Background: In order to evaluate the factors associated with change in exercise capacity after comprehensive inpatient Pulmonary Rehabilitation (IPR) we studied 132 consecutive adults with Chronic Obstructive Pulmonary Disease (COPD) recovering from an acute exacerbation.
Material/methods: Lung function, arterial blood gases, and respiratory muscle strength were measured at baseline. Perceived breathlessness (B), 6-minute walk distance (6MWD), dyspnea at rest and post-exertion (D), hospital anxiety and depression (HAD), and health-related quality of life were assessed before (T0) and after (T1) IPR. The patients were divided into two groups depending on the change in 6MWD: Improvers (IM at least +54 meters after IPR, n=81) or Non-Improvers (NIM, less than 54 meters or no change, n=51).
Results: At T1 61% of the patients showed improvement as here defined. The IM group showed lower 6MWD and higher B and resting-D at T0 than NIM (p<0.05). A stepwise multiple regression analysis was performed using 6MWD change as the dependent variable. and anthropometric and physiological measures at T0 as the independent variables. This regression model explained 26% of the 6MWD-change; 6MWD and PaO2 significantly contributed to this model.

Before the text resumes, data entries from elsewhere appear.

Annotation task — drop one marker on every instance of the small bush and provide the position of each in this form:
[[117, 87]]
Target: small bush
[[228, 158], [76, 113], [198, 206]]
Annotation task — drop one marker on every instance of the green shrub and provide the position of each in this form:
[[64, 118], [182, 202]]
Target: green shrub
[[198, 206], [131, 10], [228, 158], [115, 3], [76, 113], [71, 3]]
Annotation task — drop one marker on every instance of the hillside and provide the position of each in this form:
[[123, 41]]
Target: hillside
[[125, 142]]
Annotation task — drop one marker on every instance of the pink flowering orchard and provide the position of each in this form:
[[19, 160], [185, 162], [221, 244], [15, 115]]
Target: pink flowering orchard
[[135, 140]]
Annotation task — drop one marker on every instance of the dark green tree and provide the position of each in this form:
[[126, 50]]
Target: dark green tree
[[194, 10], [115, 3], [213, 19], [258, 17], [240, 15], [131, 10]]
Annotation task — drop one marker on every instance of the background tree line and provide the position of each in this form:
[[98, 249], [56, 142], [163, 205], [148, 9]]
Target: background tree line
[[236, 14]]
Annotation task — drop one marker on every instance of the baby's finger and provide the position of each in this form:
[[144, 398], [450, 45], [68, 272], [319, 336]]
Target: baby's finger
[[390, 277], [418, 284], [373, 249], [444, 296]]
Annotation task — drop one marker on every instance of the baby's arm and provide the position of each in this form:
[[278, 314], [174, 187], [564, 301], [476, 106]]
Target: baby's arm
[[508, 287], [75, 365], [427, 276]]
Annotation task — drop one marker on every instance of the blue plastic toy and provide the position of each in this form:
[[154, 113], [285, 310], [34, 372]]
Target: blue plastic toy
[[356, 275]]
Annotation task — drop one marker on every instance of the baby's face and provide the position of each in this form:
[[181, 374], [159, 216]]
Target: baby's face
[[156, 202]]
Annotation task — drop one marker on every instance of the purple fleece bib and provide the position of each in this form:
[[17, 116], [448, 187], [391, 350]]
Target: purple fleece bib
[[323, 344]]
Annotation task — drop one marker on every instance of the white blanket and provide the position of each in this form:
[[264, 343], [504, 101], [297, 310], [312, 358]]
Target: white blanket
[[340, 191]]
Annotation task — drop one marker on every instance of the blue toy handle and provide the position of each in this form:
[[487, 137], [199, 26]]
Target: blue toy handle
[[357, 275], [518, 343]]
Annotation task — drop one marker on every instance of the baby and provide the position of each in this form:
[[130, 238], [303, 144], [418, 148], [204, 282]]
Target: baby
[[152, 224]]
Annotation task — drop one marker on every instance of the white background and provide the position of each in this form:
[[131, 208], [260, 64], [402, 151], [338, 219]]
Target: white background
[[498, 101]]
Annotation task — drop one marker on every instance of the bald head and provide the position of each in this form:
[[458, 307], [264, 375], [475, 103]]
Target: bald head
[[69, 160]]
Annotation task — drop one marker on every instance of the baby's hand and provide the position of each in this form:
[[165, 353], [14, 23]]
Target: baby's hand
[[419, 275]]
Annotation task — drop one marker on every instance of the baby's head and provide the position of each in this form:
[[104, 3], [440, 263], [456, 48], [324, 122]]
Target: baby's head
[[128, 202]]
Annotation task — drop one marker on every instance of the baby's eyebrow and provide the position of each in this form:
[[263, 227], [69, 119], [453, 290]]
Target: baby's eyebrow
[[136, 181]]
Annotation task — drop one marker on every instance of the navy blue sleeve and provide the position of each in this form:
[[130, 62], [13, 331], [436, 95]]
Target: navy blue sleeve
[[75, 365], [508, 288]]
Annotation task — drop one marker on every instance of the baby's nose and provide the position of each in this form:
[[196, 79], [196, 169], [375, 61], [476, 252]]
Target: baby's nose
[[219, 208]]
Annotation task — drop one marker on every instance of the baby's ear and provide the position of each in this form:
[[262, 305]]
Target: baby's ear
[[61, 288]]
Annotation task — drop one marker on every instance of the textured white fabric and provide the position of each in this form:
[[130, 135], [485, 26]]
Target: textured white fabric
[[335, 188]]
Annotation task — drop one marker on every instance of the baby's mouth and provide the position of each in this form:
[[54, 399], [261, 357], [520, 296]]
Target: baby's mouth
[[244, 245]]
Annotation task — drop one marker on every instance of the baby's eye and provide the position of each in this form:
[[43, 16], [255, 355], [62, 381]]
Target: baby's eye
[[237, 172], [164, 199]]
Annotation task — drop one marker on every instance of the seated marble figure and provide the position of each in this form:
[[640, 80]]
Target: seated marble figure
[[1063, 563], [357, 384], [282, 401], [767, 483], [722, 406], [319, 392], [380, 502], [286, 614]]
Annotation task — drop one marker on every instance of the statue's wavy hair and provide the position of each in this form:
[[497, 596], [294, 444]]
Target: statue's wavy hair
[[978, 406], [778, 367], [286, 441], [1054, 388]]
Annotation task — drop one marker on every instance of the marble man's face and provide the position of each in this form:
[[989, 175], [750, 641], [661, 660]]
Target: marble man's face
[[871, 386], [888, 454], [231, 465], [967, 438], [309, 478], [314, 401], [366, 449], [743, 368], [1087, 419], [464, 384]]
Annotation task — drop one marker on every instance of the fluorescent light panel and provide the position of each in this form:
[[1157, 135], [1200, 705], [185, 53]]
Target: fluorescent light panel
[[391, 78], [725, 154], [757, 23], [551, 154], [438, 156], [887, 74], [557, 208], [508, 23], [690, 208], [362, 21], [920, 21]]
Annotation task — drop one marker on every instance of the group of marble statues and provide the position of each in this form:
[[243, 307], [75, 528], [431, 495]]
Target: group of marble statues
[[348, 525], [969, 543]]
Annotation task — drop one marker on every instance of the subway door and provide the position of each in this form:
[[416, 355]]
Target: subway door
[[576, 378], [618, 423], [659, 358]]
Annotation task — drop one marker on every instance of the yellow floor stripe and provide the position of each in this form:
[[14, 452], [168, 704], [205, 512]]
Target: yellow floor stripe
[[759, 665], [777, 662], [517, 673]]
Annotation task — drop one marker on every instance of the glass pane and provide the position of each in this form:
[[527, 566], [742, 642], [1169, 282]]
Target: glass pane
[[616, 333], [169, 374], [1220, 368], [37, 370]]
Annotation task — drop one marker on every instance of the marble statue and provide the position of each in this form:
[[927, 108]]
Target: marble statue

Conclusions: In COPD patients recovering from an acute exacerbation, the predicted change in exercise capacity using anthropometric, demographic, clinical, and physiological variables after 2 weeks of comprehensive IPR is likely to be low. The baseline level of exercise performance and arterial oxygenation show the most consistent correlation with change in walking ability in these patients.